Those of us who hang on to every economic data release like life preservers are not surprised by the revisions. It made no sense that every other data point was going to hell in a handbasket while the government jobs data held up mysteriously well. All that has happened is that the jobs data has come in line with everything else.

The delays in reporting might be ascribed to the Bureau of Labor Statistics losing 75% of its staff this year. The head of the Bureau, Dr. Erika McEntarfer, was fired anyway, the same day by tweet, for essentially telling the truth and relaying numbers from the 50 states. This does not augur well for the reliability of future data on which we investors base decisions.

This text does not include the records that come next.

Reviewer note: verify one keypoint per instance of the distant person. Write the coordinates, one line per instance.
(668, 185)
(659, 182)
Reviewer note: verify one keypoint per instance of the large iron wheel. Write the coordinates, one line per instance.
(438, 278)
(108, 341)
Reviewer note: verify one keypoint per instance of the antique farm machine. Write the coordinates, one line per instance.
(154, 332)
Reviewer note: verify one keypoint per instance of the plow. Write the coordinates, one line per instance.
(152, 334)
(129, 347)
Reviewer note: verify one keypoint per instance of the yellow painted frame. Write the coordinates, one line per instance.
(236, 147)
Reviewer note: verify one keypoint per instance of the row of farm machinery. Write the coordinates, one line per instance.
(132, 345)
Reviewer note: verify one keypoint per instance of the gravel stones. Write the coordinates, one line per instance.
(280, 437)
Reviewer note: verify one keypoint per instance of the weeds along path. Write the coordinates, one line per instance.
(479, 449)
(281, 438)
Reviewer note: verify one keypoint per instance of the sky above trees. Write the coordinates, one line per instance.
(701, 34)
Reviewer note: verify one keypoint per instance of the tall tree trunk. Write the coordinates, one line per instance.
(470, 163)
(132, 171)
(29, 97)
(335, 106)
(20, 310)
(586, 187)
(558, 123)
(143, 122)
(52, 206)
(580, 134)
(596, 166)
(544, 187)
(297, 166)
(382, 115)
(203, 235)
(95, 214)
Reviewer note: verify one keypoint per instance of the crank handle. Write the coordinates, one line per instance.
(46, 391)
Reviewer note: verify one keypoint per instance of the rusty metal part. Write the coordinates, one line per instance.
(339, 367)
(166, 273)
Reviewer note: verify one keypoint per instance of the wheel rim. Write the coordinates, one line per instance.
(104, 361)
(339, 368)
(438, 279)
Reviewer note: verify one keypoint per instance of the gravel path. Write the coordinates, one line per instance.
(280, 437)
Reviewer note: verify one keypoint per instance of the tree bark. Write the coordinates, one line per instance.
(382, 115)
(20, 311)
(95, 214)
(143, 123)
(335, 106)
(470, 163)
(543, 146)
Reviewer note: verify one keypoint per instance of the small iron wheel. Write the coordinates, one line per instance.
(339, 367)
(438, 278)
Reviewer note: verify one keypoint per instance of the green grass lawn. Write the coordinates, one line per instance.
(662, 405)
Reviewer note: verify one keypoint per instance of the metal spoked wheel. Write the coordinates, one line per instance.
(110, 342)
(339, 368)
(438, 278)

Suddenly, investors were confronted with a reversal in an economy that was growing modestly to one that was shrinking dramatically. The glass has gone from half full to half empty. Strategists are going to start revising down year-end stock market targets as fast as they revised them up in the spring. I told a financial advisor friend of mine the other day to enjoy his vacation in Michigan because he is going to have to work very hard to earn his crust of bread when he gets home.

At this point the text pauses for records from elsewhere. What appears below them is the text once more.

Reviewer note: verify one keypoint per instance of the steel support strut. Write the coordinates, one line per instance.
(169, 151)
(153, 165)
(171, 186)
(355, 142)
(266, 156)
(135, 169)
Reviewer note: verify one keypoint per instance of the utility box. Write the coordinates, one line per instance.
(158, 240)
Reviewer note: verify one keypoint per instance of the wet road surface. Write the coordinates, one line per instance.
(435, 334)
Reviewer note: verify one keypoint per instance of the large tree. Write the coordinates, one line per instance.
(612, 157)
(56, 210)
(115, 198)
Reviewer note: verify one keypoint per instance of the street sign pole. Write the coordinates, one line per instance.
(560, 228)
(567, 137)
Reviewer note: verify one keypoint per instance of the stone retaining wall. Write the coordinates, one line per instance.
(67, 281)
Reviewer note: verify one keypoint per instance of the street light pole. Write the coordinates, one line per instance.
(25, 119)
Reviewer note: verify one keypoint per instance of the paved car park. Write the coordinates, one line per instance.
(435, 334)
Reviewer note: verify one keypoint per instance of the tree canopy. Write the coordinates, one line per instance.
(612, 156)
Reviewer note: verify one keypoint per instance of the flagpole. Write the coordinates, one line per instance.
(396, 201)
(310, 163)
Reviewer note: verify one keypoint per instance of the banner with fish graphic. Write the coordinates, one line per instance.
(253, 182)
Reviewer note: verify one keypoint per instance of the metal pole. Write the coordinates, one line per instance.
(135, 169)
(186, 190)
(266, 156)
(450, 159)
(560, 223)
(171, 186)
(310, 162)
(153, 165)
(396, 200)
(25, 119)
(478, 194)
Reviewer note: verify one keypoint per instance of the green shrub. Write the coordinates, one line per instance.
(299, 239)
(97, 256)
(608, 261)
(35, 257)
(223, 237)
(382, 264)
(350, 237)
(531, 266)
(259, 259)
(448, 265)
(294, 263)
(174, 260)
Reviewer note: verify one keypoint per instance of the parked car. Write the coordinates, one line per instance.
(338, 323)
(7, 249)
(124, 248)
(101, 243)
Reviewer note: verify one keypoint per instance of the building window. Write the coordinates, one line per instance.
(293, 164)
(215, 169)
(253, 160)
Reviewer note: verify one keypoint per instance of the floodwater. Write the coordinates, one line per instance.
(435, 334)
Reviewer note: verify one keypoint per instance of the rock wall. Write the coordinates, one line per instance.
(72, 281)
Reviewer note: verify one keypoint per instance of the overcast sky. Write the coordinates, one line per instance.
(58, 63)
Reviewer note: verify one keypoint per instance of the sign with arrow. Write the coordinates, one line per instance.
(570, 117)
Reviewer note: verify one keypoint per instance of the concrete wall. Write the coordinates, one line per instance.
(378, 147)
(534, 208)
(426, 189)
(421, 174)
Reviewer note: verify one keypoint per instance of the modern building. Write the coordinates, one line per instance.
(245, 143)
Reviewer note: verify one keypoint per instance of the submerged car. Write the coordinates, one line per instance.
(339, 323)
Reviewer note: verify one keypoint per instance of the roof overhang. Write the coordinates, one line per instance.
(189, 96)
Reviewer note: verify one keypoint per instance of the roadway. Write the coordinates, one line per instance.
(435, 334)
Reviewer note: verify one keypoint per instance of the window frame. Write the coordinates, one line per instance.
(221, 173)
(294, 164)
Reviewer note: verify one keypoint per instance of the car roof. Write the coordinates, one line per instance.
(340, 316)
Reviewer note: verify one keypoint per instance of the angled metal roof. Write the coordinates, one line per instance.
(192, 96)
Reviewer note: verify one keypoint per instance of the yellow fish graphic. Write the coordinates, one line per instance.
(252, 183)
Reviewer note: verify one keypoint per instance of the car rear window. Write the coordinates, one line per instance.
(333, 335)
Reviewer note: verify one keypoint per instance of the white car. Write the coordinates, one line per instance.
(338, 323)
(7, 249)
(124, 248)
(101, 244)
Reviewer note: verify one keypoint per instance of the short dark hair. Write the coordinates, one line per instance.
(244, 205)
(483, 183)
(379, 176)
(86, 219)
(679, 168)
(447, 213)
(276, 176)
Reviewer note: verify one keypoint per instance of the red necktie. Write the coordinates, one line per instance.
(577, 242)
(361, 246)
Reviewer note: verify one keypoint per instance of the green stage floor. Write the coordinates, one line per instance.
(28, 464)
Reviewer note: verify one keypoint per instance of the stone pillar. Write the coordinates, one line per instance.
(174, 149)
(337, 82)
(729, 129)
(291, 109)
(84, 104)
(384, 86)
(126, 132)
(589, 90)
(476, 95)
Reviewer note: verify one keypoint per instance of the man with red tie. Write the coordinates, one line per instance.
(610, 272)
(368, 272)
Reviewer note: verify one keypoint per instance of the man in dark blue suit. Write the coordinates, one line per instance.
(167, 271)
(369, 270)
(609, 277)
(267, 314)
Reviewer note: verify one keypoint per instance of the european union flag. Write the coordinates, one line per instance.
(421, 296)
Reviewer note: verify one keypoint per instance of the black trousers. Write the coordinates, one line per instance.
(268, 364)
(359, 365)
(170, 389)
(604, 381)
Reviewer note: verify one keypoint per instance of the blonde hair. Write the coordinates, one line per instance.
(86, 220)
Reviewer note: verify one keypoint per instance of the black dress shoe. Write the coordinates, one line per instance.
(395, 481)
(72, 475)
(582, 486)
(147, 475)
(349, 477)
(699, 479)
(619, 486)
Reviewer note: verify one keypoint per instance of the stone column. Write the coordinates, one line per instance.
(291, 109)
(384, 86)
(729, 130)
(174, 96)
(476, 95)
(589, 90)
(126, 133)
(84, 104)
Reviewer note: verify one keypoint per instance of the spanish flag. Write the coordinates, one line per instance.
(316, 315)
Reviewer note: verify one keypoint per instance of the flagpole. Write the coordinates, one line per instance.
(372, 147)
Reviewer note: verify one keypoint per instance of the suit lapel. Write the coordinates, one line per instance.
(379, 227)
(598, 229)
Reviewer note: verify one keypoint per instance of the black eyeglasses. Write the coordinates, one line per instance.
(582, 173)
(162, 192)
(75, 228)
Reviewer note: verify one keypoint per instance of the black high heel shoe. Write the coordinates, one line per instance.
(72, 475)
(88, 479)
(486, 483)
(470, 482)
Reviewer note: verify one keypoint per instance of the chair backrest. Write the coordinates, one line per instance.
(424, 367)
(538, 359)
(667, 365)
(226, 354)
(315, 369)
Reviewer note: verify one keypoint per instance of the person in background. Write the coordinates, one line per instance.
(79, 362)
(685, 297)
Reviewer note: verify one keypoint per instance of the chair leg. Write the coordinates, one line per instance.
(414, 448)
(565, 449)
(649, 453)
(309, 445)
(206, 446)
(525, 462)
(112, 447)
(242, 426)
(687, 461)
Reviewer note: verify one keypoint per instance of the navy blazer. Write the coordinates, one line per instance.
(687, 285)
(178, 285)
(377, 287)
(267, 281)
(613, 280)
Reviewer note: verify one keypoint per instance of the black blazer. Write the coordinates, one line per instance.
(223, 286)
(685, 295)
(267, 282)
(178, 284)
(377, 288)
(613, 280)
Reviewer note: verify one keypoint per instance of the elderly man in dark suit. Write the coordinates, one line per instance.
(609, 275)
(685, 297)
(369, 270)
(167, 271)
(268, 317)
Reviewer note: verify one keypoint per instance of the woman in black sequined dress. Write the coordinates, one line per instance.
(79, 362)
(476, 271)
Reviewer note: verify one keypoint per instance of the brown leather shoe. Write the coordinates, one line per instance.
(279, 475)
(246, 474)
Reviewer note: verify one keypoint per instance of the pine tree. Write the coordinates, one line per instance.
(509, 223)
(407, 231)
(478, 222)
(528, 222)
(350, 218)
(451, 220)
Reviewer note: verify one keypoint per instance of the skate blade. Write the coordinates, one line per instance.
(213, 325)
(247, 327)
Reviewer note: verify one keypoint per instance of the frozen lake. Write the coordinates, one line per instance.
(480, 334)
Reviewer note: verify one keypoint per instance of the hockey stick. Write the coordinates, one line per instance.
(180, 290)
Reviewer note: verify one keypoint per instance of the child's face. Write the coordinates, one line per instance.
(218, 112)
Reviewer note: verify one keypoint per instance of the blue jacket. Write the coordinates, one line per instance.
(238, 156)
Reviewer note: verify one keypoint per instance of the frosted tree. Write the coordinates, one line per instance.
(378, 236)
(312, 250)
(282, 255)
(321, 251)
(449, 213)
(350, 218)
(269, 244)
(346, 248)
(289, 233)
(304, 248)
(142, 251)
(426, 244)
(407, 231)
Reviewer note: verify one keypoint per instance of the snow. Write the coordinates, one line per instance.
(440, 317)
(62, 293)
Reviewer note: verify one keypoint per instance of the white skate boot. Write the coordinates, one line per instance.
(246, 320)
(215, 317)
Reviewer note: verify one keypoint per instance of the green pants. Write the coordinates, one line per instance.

I thought we got off cheaply with a mere $159.63 point, or a 2.3% plunge in the S&P 500 on Friday. Worse will come in the weeks ahead. It sets up a long-awaited test of the 50-day moving average at $5,863 at a minimum, down 8.39%, and the 200-day moving average at $4,800, the worst, down 25%, in case things really get out of control….again. The high for August is almost certainly in place, and possibly the high for the year.

Therefore, I am buying the S&P 500 (SPY) August 2025 $645-$650 in-the-money vertical bear put debit spread at $4.50 or best.

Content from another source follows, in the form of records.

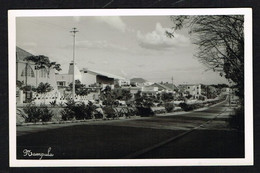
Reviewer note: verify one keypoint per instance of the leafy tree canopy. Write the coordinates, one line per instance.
(220, 41)
(42, 61)
(44, 88)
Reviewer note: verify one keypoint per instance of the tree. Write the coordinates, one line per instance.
(80, 89)
(43, 62)
(44, 88)
(220, 41)
(167, 97)
(107, 96)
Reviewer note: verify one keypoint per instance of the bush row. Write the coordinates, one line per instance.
(37, 113)
(190, 107)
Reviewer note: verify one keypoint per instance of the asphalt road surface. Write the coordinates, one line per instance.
(203, 133)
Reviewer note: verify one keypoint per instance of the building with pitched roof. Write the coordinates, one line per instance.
(27, 73)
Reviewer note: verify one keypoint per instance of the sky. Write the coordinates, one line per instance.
(127, 46)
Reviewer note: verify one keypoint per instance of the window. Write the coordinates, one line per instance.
(43, 73)
(28, 71)
(61, 83)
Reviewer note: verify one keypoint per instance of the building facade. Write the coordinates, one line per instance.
(27, 73)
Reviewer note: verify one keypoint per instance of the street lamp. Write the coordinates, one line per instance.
(74, 31)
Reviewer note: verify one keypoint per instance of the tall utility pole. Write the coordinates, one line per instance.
(74, 31)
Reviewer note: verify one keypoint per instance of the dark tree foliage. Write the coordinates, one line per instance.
(80, 88)
(220, 42)
(42, 61)
(44, 88)
(167, 97)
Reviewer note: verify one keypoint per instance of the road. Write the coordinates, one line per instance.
(201, 133)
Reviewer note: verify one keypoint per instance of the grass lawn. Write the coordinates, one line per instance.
(91, 141)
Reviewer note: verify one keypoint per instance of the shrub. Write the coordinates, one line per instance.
(109, 112)
(169, 107)
(53, 103)
(78, 111)
(144, 111)
(35, 114)
(186, 107)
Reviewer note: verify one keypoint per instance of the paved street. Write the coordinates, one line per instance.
(115, 139)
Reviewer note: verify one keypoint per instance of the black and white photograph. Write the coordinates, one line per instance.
(134, 87)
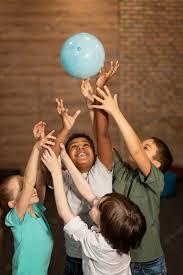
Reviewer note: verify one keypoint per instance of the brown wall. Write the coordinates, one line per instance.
(31, 35)
(151, 46)
(150, 77)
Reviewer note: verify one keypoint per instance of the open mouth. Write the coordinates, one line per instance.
(82, 154)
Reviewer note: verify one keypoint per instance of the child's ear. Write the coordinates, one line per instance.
(156, 163)
(11, 204)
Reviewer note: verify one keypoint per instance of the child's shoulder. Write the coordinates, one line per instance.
(39, 207)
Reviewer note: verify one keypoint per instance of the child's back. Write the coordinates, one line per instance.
(145, 192)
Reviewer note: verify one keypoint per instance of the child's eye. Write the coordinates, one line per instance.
(86, 145)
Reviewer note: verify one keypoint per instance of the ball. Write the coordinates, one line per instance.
(82, 55)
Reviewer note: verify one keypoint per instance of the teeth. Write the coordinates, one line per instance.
(82, 154)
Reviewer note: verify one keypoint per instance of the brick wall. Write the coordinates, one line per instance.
(151, 86)
(31, 35)
(146, 35)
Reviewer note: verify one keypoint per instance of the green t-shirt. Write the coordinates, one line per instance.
(145, 192)
(33, 242)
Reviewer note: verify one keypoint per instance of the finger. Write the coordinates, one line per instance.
(107, 90)
(102, 69)
(76, 114)
(49, 142)
(99, 99)
(45, 163)
(115, 98)
(82, 84)
(62, 146)
(96, 107)
(50, 133)
(45, 146)
(101, 92)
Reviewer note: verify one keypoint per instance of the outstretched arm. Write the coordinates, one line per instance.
(67, 121)
(29, 179)
(87, 92)
(51, 162)
(39, 132)
(104, 146)
(133, 143)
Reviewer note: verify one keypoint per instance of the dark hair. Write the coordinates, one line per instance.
(79, 135)
(163, 154)
(121, 222)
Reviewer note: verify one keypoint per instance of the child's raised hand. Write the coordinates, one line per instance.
(50, 160)
(67, 120)
(46, 141)
(39, 130)
(108, 103)
(87, 91)
(63, 151)
(105, 76)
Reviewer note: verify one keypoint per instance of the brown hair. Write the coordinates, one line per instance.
(163, 154)
(121, 222)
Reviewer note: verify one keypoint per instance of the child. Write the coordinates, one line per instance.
(120, 224)
(143, 185)
(32, 236)
(96, 170)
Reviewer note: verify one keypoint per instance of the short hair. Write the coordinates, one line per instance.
(163, 154)
(121, 222)
(79, 135)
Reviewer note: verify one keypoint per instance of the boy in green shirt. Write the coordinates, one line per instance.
(142, 185)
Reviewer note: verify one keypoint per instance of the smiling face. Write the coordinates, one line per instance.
(15, 186)
(81, 153)
(150, 148)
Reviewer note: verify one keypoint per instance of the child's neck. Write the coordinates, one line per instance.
(31, 211)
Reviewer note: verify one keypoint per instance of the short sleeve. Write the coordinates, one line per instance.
(89, 239)
(38, 207)
(12, 219)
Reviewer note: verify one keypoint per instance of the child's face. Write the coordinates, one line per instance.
(16, 186)
(81, 153)
(150, 148)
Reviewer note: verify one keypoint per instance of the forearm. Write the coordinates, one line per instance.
(131, 139)
(81, 184)
(32, 166)
(61, 137)
(41, 181)
(60, 197)
(104, 146)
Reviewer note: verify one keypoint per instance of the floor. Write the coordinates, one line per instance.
(171, 220)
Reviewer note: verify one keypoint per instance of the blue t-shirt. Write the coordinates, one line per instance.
(33, 242)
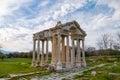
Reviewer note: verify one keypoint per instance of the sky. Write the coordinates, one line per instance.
(19, 19)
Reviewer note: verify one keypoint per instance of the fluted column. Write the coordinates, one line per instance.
(42, 58)
(59, 64)
(73, 54)
(33, 55)
(38, 54)
(63, 51)
(78, 54)
(46, 52)
(83, 54)
(54, 44)
(67, 55)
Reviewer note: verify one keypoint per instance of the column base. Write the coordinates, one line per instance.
(38, 64)
(68, 65)
(33, 64)
(42, 63)
(78, 64)
(84, 64)
(59, 66)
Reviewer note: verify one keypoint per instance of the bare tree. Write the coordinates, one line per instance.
(118, 38)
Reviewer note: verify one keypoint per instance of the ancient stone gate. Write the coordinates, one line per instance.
(63, 56)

DO NOT USE MARKET ORDERS UNDER ANY CIRCUMSTANCES.

Do not pay more than $4.70, or you will be chasing

Simply enter your limit order, wait five minutes, and if you don’t get done, cancel your order and increase your bid by 10 cents with a second order.

If you don’t want to sit in front of a screen all day or live in a foreign time zone when the US stock market is closed, such as Australia, or don’t want to sit in front of a screen all day, simply enter a spread of Good-Until-Cancelled orders overnight, like $4.50, $4.55, $4.60, and $4.70. You should get done on some or all of these.

This is a bet that the S&P 500 (SPY) will not trade above $645 in 8 trading days.

Here are the specific trades you need to execute this position:

Buy 25 August 2025 (SPY) $650 puts at………………….…..$22.00

Sell short 25 August 2025 (SPY) $645 puts at………………$17.50

Net cost:………………………….……………………………………….$4.50

Potential Profit: $5.00 – $4.50 = $0.50

(25 X 100 X $0.50) = $1,250 or 11.11% in 8 trading days

 

 

 

 

If you are uncertain about how to execute an options spread, please watch my training video by clicking here.

The best execution can be had by placing your bid for the entire spread in the middle market and waiting for the market to come to you. The difference between the bid and the offer on these deep-in-the-money spread trades can be enormous.

Don’t execute the legs individually or you will end up losing much of your profit. Spread pricing can be very volatile on expiration months farther out.

Keep in mind that these are ballpark prices at best. After the alerts go out, prices can be all over the map.